TMCnet Feature
March 23, 2021

Cyber Threat Intelligence Feeds: Combining Sources to Enhance Cybersecurity Efforts

It’s no longer enough to focus on keeping threat actors out of an organization’s network. Multiple cybersecurity incidents have repetitively proven that intruders could sit inside networks undetected for weeks or months.

Threat intelligence feeds can help detect suspicious activity, map out Internet footprints, and conduct cybersecurity investigations, among other purposes. Such feeds could include multiple data sources, ranging from malware databases, WHOIS domain records, IP intelligence, Domain Name System (DNS) databases, and more.

But why should you be interested in using all that data? This post looks at a few use cases.

Detect Possible Phishing Domains and Subdomains

Combined Data Sources: Typosquatting Data Feed, Newly Registered & Just Expired Domains Database, and Subdomains Database

According to Verizon’s (News - Alert) 2020 Data Breach Investigations Report (DBIR), 22% of breaches involved phishing. The malicious emails may contain malware or impersonate suppliers, CEOs, other entities, and sometimes ride on current events. To execute attacks smoothly, threat actors mostly use look-alike or typosquatting domains and subdomains.

Including cyber threat intelligence feeds that return typosquatting domains could help protect an organization’s workforce from phishing attacks. A peek into a typosquatting database and a newly registered domain (NRD) data feed, for instance, revealed that 72 new domains containing the string “indiancreek” appeared on the DNS on 11 March 2021.

A total of 337 subdomains with the string “indiancreek” were also found in a subdomain database.

Indian Creek Island is an exclusive island that’s home to high-profile personalities, including Ivanka Trump and Tom Brady. Its official domain is indiancreekvillage[.]org. The look-alike domains and subdomains could be used to imitate the village administration and even residents in phishing emails.

Check Domain Reputation

Combined Data Sources: DNS Database, Passive DNS Database, Blocklist Engines, SSL Certificate Chain Intelligence

Part of a good cybersecurity strategy is detecting intruders in a network. Domains that appear in network logs can be run against different cyber threat intelligence feeds to check for inconsistencies and problematic configurations.

Reputation scoring can be implemented where domains with the most number of misconfigurations get the least score and should thus be flagged. The URL billing[.]netflix[.]user[.]solution[.]id2[.]client-redirection[.]com, for example, has the following configuration:

  • A record: 204[.]11[.]56[.]48
  • No mail server found
  • Nameserver: ns1626[.]ztomy[.]com
  • No Secure Sockets Layer (SSL) certificates

Having no mail server could mean that the domain owner does not want to receive emails. The absence of SSL certificates, on the other hand, doesn’t add up since a company like Netflix would certainly always configure one for its websites. Additionally, what do malware databases and blocklist sites say about the URL?

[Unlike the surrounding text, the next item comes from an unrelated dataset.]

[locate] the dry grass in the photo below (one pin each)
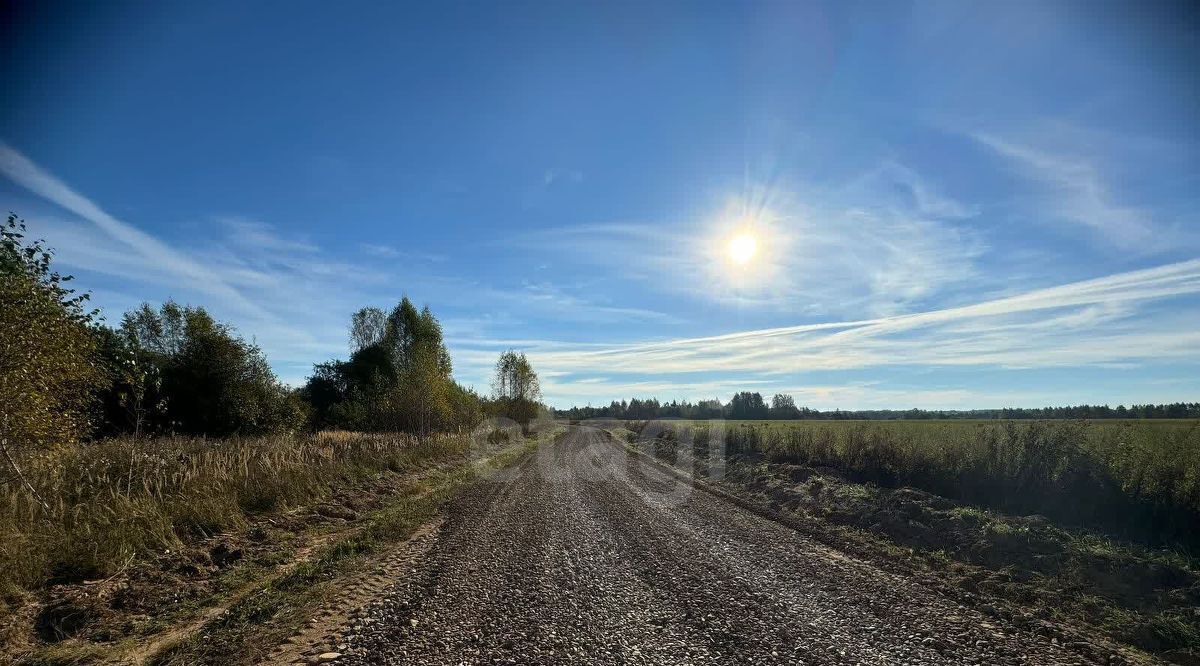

Various engines, including ESET (News - Alert), Kaspersky, and Sophos, in fact, reported the domain malicious. Furthermore, a passive DNS database associates the IP address and nameserver to hundreds of other domains, some of which are also tagged malicious.

Expand Indicator of Compromise Lists

Combined Data Sources: IoC Lists, Historical WHOIS Database, IP Netblocks Database, Passive DNS Database

In addition to blocking indicators of compromise (IoCs) of known threats, organizations can also stay better protected when exploring domains and IP addresses connected to them. A recent investigation into Ramnit IoCs, for instance, was able to expand the IoC list.

The expansion was done by looking into the IoCs’ historical WHOIS records and looking for domains and IP addresses that share the domain’s WHOIS information. An IP netblocks database was also one of the threat intelligence feeds used to determine the range of the IP addresses.


A cybersecurity system is often only as good as its data sources. Weak or incomplete data could result in weak defense. Gleaning intelligence from various and combined threat intelligence feeds can help organizations protect their networks and, at the same time, detect intruders that could have made their way in already.